Parents have slammed the county council for ‘washing its hands’ of them after a Harrogate schools bus company stopped trading less than a month into the academic year.
The families of students at St Aidan’s and St John Fisher’s Catholic High Schools, have been left out of pocket to the tune of upto £750 after the NYCC-approved transport company filed for voluntary liquidation on September 25.
Following a decision made by NYCC in 2012, to withdraw discretionary transport to faith schools across the county, the council has told parents it is their responsibility to make transport arrangements.
Now parents are having to apply to the liquidator to claim their money back for the redundant bus passes.
Andy Mee, whose son, Ben, started at SJF in September, said: “We feel abandoned by NYCC who have washed their hands of children attending a faith school.
“Another frustration is the fact that NYCC take some of my council tax and use it to subsidize other children getting to school on a bus that could take
“There is a bus that takes children to Rossett and Harrogate Grammar that passes our door every day. But the council will not allow for faith school children to get on that bus, even if we paid for a place, nor will they authorise a change of route to go via SJF or Aidan’s.”
While Mr Mee said ‘the main issue is one of religious discrimination’ he said the decision would also serve to worsen congestion in an already busy area as more parents are left with no choice but to drive their children to school.
With both his children raised as Catholics, Mr Mee hopes to send his daughter to SJF too, but has estimated that by the time she finishes at the school, he will have paid in excess of £10,000 for transport.
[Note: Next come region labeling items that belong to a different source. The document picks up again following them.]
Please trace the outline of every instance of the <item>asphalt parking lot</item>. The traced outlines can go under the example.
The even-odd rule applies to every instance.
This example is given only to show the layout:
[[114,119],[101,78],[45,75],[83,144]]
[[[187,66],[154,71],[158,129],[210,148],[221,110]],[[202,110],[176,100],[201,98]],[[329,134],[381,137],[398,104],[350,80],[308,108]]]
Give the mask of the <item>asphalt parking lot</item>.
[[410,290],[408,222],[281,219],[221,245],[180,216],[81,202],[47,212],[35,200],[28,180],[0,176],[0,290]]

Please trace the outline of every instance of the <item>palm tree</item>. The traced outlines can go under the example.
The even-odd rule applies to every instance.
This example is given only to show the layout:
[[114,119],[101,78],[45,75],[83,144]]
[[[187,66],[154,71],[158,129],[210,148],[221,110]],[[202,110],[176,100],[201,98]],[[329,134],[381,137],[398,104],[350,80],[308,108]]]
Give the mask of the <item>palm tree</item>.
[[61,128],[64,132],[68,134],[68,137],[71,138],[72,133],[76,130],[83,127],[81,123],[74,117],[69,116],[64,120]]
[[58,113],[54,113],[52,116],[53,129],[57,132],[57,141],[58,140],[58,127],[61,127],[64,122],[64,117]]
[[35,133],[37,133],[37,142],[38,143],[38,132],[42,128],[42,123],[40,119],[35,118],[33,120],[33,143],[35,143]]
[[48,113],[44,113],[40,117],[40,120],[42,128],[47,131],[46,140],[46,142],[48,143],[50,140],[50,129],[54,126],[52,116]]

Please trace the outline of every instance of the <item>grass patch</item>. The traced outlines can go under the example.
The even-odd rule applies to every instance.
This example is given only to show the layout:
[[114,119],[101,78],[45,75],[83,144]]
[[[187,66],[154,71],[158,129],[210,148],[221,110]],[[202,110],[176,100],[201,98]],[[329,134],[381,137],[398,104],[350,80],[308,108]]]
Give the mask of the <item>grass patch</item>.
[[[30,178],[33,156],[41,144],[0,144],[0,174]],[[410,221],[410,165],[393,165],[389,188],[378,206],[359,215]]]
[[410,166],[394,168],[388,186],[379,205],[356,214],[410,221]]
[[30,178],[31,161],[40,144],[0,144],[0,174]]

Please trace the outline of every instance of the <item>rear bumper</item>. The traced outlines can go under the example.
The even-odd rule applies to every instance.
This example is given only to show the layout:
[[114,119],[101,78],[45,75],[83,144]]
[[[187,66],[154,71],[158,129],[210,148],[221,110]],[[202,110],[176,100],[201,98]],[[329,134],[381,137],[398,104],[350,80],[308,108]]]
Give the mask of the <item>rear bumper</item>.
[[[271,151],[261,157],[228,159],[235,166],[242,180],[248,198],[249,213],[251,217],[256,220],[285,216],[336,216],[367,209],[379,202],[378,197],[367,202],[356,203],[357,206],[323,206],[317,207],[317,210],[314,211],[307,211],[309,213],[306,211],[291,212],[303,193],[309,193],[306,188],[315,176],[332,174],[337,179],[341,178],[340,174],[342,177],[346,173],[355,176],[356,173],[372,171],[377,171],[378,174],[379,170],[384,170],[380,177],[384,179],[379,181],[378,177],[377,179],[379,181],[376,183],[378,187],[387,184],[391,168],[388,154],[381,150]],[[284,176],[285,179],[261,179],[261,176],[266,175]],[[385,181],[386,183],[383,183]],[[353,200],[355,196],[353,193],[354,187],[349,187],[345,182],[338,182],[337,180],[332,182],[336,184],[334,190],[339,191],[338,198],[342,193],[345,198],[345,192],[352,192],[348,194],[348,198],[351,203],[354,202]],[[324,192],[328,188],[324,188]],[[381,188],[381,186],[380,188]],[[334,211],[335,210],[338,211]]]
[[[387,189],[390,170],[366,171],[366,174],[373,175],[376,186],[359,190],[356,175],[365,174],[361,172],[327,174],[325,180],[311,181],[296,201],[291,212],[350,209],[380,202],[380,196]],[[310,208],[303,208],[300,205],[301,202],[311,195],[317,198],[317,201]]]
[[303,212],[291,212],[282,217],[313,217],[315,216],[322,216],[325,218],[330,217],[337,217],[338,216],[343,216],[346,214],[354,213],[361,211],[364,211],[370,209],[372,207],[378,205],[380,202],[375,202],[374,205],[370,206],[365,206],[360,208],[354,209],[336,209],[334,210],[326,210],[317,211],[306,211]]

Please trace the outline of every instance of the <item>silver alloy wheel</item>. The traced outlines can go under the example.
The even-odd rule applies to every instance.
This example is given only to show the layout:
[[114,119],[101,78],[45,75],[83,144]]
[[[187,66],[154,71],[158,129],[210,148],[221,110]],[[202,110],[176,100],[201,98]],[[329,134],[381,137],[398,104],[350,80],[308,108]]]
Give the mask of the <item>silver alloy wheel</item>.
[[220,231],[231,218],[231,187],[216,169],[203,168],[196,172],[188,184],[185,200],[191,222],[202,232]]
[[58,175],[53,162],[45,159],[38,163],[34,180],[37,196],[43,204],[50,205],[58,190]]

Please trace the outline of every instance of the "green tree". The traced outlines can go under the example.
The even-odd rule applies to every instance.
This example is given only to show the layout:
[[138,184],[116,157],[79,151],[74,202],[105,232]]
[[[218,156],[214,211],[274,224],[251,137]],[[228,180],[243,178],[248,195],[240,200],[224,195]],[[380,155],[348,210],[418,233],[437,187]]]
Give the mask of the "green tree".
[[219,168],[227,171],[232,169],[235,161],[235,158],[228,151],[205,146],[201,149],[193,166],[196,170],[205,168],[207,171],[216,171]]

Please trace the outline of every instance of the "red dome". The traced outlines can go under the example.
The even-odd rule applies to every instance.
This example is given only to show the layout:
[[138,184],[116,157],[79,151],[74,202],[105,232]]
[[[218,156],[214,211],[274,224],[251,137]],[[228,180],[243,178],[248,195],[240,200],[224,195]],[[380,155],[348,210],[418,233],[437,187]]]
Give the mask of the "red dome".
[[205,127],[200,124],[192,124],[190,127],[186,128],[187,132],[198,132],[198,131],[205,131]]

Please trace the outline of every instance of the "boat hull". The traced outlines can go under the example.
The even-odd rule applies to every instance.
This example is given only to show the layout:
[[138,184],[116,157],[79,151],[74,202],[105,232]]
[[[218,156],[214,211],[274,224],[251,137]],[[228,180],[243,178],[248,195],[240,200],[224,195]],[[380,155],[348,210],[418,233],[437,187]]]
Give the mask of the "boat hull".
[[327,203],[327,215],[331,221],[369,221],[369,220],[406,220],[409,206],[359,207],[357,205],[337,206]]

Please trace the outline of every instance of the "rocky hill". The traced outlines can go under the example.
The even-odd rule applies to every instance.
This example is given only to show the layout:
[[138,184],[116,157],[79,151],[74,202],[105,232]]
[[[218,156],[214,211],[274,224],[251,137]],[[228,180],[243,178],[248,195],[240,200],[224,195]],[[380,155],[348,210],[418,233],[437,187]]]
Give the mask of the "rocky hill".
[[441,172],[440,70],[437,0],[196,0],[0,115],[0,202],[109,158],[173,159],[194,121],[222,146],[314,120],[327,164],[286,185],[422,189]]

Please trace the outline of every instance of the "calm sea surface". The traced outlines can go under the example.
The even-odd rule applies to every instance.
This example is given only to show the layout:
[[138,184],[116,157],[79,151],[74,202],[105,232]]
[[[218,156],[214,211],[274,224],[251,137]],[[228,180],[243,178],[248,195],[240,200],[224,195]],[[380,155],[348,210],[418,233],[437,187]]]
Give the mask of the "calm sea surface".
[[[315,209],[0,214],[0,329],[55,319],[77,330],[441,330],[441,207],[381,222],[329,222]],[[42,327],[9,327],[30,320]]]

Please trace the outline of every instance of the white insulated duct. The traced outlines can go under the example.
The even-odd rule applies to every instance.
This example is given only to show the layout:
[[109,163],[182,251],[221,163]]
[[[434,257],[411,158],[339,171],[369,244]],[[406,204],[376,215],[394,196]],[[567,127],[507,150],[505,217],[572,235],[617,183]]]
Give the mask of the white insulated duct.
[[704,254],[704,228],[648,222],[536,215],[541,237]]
Headteacher at SJF, Rob Pritchard, echoed the points made by Mr Mee and pointed out that if all the students were to leave the faith schools and attend comprehensive schools, the council would have to provide for them all anyway.
Mr Pritchard said: “If all of these students no longer came to St John Fisher and St Aidan’s, the local authority would have to find them a place in a school.
“Inevitably this would mean that they would have to provide transport.”
The council has said it will provide advice to the schools concerned, and relevant contact details in order for them to secure an alternative service.
A spokesperson for NYCC said: “All parents have a right to express a preference for their child.
“Many parents express a preference for their child to attend a school other than the ‘normal’ school. In these cases, however, parents are responsible for transport arrangements and costs.
“We do understand that for this to happen at any stage would be difficult – and perhaps even more so at this critical point in the new term.
“We will do all we can to support the families and the schools to find alternative contractors that can meet the needs of the students.”